Anisotropic photon absorbers with a high A/E (4 to 10), i.e., the ratio of the absorptance in visible wavelengths to the emittance in infrared wavelengths, have been shown by the use of tungsten dendritic surfaces.* There are applications where isotropic photon absorbing surfaces with good stability are needed. A process is described herein to produce such surfaces.
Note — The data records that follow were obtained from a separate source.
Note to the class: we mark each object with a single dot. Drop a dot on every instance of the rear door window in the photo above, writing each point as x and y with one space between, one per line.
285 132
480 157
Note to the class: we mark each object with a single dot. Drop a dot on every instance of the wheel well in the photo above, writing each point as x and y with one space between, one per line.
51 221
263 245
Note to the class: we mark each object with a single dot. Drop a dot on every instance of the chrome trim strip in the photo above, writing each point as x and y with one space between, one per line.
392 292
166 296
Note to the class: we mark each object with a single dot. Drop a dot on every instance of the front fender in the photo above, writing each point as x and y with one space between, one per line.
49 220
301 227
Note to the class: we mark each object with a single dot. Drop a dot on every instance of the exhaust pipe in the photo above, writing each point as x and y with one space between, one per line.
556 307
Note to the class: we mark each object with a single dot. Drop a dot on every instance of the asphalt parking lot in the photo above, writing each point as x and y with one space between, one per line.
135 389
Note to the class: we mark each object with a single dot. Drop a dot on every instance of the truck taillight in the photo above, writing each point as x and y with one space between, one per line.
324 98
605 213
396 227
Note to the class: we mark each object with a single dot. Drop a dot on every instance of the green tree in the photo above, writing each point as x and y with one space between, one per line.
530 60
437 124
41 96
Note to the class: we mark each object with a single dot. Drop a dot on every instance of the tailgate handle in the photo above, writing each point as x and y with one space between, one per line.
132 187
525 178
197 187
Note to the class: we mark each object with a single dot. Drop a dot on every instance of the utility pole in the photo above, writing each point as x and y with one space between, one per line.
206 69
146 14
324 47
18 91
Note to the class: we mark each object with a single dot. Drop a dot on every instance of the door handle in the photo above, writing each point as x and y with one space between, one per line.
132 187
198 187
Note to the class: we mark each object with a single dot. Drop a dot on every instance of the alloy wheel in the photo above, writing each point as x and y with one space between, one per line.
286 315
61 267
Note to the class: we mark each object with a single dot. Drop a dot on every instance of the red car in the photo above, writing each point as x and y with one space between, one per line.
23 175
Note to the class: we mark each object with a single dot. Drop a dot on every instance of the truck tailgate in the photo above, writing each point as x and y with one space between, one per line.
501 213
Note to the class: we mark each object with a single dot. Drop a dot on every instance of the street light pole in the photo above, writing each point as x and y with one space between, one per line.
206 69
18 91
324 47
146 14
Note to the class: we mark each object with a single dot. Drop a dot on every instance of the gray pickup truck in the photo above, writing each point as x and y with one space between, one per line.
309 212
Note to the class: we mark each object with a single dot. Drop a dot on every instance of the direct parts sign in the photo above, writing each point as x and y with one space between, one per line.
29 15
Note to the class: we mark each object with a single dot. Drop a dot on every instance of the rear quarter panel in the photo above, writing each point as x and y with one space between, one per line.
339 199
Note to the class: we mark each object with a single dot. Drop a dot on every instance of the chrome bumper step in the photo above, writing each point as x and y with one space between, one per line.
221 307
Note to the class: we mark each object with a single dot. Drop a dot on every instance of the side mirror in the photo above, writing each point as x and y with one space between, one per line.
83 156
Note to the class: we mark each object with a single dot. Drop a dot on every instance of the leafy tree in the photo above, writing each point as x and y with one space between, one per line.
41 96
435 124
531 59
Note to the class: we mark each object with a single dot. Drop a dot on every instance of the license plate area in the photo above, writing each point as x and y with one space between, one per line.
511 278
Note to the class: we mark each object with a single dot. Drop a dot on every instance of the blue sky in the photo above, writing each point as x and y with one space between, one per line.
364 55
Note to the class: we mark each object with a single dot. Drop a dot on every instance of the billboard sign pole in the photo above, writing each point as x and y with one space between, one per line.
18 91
The process transforms tungsten dendritic surfaces (anisotropic absorbers) to an isotropic absorbing surface by oxidizing and then reducing the tungsten. The process used is to air oxidize the tungsten dendritic surface at about 650 degrees C to produce a yellow-green WO(3) surface. When the surface is uniformly coated, it is then reduced in hydrogen at about 800 degrees C for about 30 min. The surface produced by this process is uniformly black in all directions. Scanning electron microscope (SEM] examination of the surface showed a very fine porous structure on the dendrites that appeared to "flower", i.e., the dendrite peels back in layers giving a flowery appearance.

Exemplary uses for such enhanced surface area trapping surfaces are: 1. Coated chambers where optical dumps are needed, i.e., high energy laser studies. An optical "dump" is a

surface into which light enters and does not reflect. 2. Catalytic surfaces. * Applied Phys. Letters 26, 557-559 (1975).